Re: Suggestions on how to debug kernel crashes where printk and gdb both does not work

From: Pavel Skripkin
Date: Mon Jun 14 2021 - 10:25:22 EST


On Mon, 14 Jun 2021 22:19:10 +0800
Dongliang Mu <mudongliangabcd@xxxxxxxxx> wrote:

> On Mon, Jun 14, 2021 at 9:34 PM Pavel Skripkin <paskripkin@xxxxxxxxx>
> wrote:
> >
> > On Mon, 14 Jun 2021 21:22:43 +0800
> > Dongliang Mu <mudongliangabcd@xxxxxxxxx> wrote:
> >
> > > Dear kernel developers,
> > >
> > > I was trying to debug the crash - memory leak in hwsim_add_one [1]
> > > recently. However, I encountered a disgusting issue: my
> > > breakpoint and printk/pr_alert in the functions that will be
> > > surely executed do not work. The stack trace is in the following.
> > > I wrote this email to ask for some suggestions on how to debug
> > > such cases?
> > >
> > > Thanks very much. Looking forward to your reply.
> > >
> >
> > Hi, Dongliang!
> >
> > This bug is not similar to others on the dashboard. I spent some
> > time debugging it a week ago. The main problem here, that memory
> > allocation happens in the boot time:
> >
> > > [<ffffffff84359255>] kernel_init+0xc/0x1a7 init/main.c:1447
> >
>
> Oh, nice catch. No wonder why my debugging does not work. :(
>
> > and reproducer simply tries to
> > free this data. You can use ftrace to look at it. Smth like this:
> >
> > $ echo 'hwsim_*' > $TRACE_DIR/set_ftrace_filter
>
> Thanks for your suggestion.
>
> Do you have any conclusions about this case? If you have found out the
> root cause and start writing patches, I will turn my focus to other
> cases.

No, I had some busy days and I have nothing about this bug for now.
I've just traced the reproducer execution and that's all :)
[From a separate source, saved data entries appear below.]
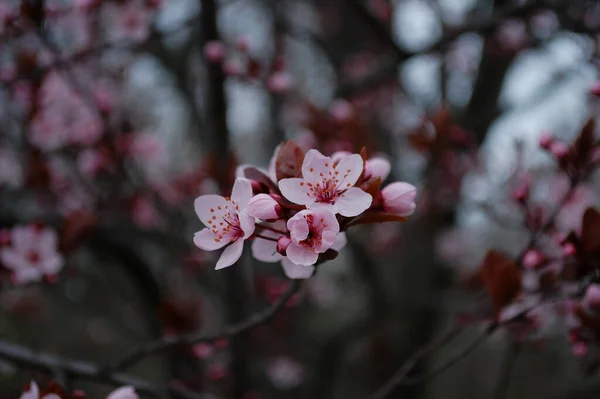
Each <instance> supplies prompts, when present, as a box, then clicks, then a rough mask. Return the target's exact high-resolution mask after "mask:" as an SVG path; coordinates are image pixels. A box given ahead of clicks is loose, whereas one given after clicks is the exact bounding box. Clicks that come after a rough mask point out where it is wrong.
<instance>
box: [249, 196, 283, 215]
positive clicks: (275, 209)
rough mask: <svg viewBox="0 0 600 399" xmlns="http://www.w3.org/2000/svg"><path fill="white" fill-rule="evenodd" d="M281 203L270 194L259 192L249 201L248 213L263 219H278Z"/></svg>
mask: <svg viewBox="0 0 600 399" xmlns="http://www.w3.org/2000/svg"><path fill="white" fill-rule="evenodd" d="M280 211H281V205H279V203H278V202H277V201H275V200H274V199H273V197H271V196H270V195H268V194H257V195H255V196H254V197H252V199H251V200H250V202H249V203H248V208H247V209H246V213H248V215H251V216H253V217H255V218H257V219H261V220H276V219H278V218H279V216H280Z"/></svg>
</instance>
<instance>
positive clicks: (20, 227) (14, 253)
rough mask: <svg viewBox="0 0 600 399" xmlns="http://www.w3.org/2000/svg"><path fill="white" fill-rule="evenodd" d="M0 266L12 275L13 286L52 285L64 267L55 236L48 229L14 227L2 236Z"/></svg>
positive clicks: (19, 226)
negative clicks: (44, 281)
mask: <svg viewBox="0 0 600 399" xmlns="http://www.w3.org/2000/svg"><path fill="white" fill-rule="evenodd" d="M0 266H3V267H4V268H5V269H7V270H9V271H10V272H11V273H12V280H13V282H14V283H15V284H18V285H20V284H26V283H30V282H39V281H41V280H42V278H44V277H46V278H47V279H48V280H49V281H53V280H54V277H55V276H56V274H57V273H58V272H60V270H61V269H62V268H63V266H64V258H63V256H62V255H61V253H60V252H59V251H58V235H57V233H56V232H55V231H54V230H52V229H51V228H49V227H40V226H36V225H24V226H15V227H13V228H12V229H10V230H7V231H3V232H2V240H1V241H0Z"/></svg>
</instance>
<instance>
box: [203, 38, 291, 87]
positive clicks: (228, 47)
mask: <svg viewBox="0 0 600 399" xmlns="http://www.w3.org/2000/svg"><path fill="white" fill-rule="evenodd" d="M250 47H251V41H250V39H249V38H248V37H245V36H242V37H240V38H238V39H237V40H236V42H235V43H234V45H232V46H228V45H226V44H225V43H223V42H221V41H209V42H208V43H206V44H205V45H204V57H205V58H206V59H207V60H208V61H209V62H212V63H215V64H219V65H221V68H222V69H223V72H224V73H225V74H226V75H228V76H232V77H237V78H239V79H243V80H255V79H259V78H261V77H263V78H264V84H265V87H266V88H267V89H268V90H269V91H271V92H273V93H285V92H287V91H288V90H290V89H291V88H292V86H293V84H294V82H293V78H292V75H291V73H290V72H288V71H287V70H286V69H285V66H286V65H285V60H284V59H283V57H282V56H277V57H275V58H274V60H273V61H272V62H271V63H270V64H269V65H264V63H263V62H262V61H261V60H259V59H258V58H256V57H254V56H253V55H252V54H251V52H250Z"/></svg>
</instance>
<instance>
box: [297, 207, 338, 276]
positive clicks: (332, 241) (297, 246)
mask: <svg viewBox="0 0 600 399" xmlns="http://www.w3.org/2000/svg"><path fill="white" fill-rule="evenodd" d="M287 228H288V230H289V231H290V238H291V239H292V242H291V243H290V245H289V246H288V248H287V250H286V255H287V256H288V258H289V259H290V260H291V261H292V262H293V263H294V264H296V265H304V266H309V265H314V264H315V263H317V260H318V258H319V254H321V253H323V252H325V251H327V250H328V249H329V248H331V247H332V246H333V244H334V243H335V240H336V236H337V233H339V231H340V225H339V223H338V221H337V219H336V218H335V215H333V214H332V213H331V212H329V211H327V210H325V209H317V210H314V211H310V210H304V211H300V212H298V213H297V214H296V215H294V216H293V217H292V218H290V220H288V222H287Z"/></svg>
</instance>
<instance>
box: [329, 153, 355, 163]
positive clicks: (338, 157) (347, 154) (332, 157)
mask: <svg viewBox="0 0 600 399" xmlns="http://www.w3.org/2000/svg"><path fill="white" fill-rule="evenodd" d="M349 155H352V153H351V152H350V151H336V152H334V153H333V154H331V157H330V158H331V160H332V161H333V163H334V164H337V163H339V162H340V161H341V160H342V159H343V158H346V157H347V156H349Z"/></svg>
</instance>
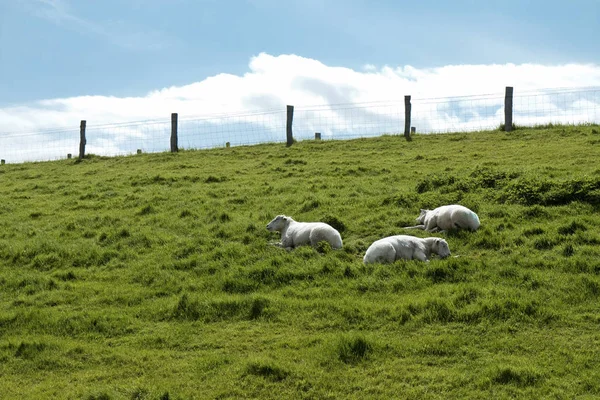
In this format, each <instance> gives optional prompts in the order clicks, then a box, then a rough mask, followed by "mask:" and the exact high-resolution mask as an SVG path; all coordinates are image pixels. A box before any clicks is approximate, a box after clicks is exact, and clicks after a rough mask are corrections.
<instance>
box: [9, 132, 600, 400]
mask: <svg viewBox="0 0 600 400" xmlns="http://www.w3.org/2000/svg"><path fill="white" fill-rule="evenodd" d="M599 160H600V127H598V126H594V125H592V126H547V127H539V128H535V129H534V128H521V129H518V130H516V131H514V132H511V133H506V132H500V131H493V132H476V133H455V134H441V135H416V136H415V137H414V138H413V140H412V142H406V141H405V140H404V138H403V137H402V136H382V137H379V138H372V139H359V140H350V141H322V142H321V141H303V142H298V143H295V144H294V145H293V146H291V147H289V148H287V147H285V146H283V145H281V144H265V145H258V146H250V147H236V148H221V149H213V150H203V151H182V152H179V153H177V154H171V153H160V154H142V155H135V156H129V157H115V158H103V157H98V156H90V157H88V158H87V159H84V160H82V161H81V162H80V161H78V160H60V161H54V162H43V163H25V164H7V165H2V166H0V397H2V398H7V399H9V398H22V399H49V398H56V399H90V400H92V399H103V400H107V399H157V400H158V399H204V398H207V399H208V398H214V399H239V398H260V399H284V398H287V399H340V398H344V399H388V398H413V399H414V398H422V399H449V398H480V399H481V398H524V399H530V398H565V399H566V398H590V399H591V398H597V397H598V396H600V228H599V226H600V214H599V213H598V211H599V205H600V162H599ZM453 203H459V204H462V205H465V206H467V207H469V208H471V209H472V210H474V211H475V212H477V214H478V215H479V218H480V220H481V227H480V228H479V230H478V231H477V232H457V233H450V234H439V233H434V234H431V233H427V232H423V231H421V230H410V231H405V230H403V229H402V227H405V226H411V225H415V218H416V217H418V216H419V210H420V209H421V208H429V209H433V208H435V207H437V206H439V205H443V204H453ZM278 214H286V215H289V216H292V217H293V218H294V219H296V220H297V221H324V222H328V223H329V224H331V225H332V226H334V227H335V228H337V229H338V230H339V231H340V232H341V235H342V238H343V240H344V247H343V249H341V250H331V248H330V247H328V246H326V245H322V246H318V248H316V249H314V248H311V247H302V248H298V249H296V250H293V251H291V252H286V251H285V250H284V249H281V248H277V247H275V246H271V245H269V243H270V242H274V241H278V240H279V237H278V236H279V235H278V234H276V233H271V232H268V231H267V229H266V224H267V223H268V222H269V221H270V220H271V219H273V217H275V216H276V215H278ZM395 234H410V235H415V236H419V237H427V236H438V237H442V238H445V239H446V240H447V241H448V243H449V246H450V250H451V251H452V256H451V257H449V258H447V259H444V260H440V259H437V258H434V259H432V260H431V262H430V263H422V262H418V261H398V262H396V263H394V264H388V265H381V264H369V265H363V263H362V257H363V256H364V252H365V250H366V249H367V248H368V246H369V245H370V244H371V243H372V242H373V241H374V240H377V239H379V238H382V237H384V236H390V235H395Z"/></svg>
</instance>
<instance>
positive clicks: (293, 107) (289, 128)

I guess, some error handling paths are broken, but Im not sure


>
> BTW, I only found another possible memory leak after some manual code
> review [1]. However, it is not the root cause for this crash.
>
> [1] https://lkml.org/lkml/2021/6/10/1297
>
> >
> > would work.
> >
> >
> > With regards,
> > Pavel Skripkin




With regards,
Pavel Skripkin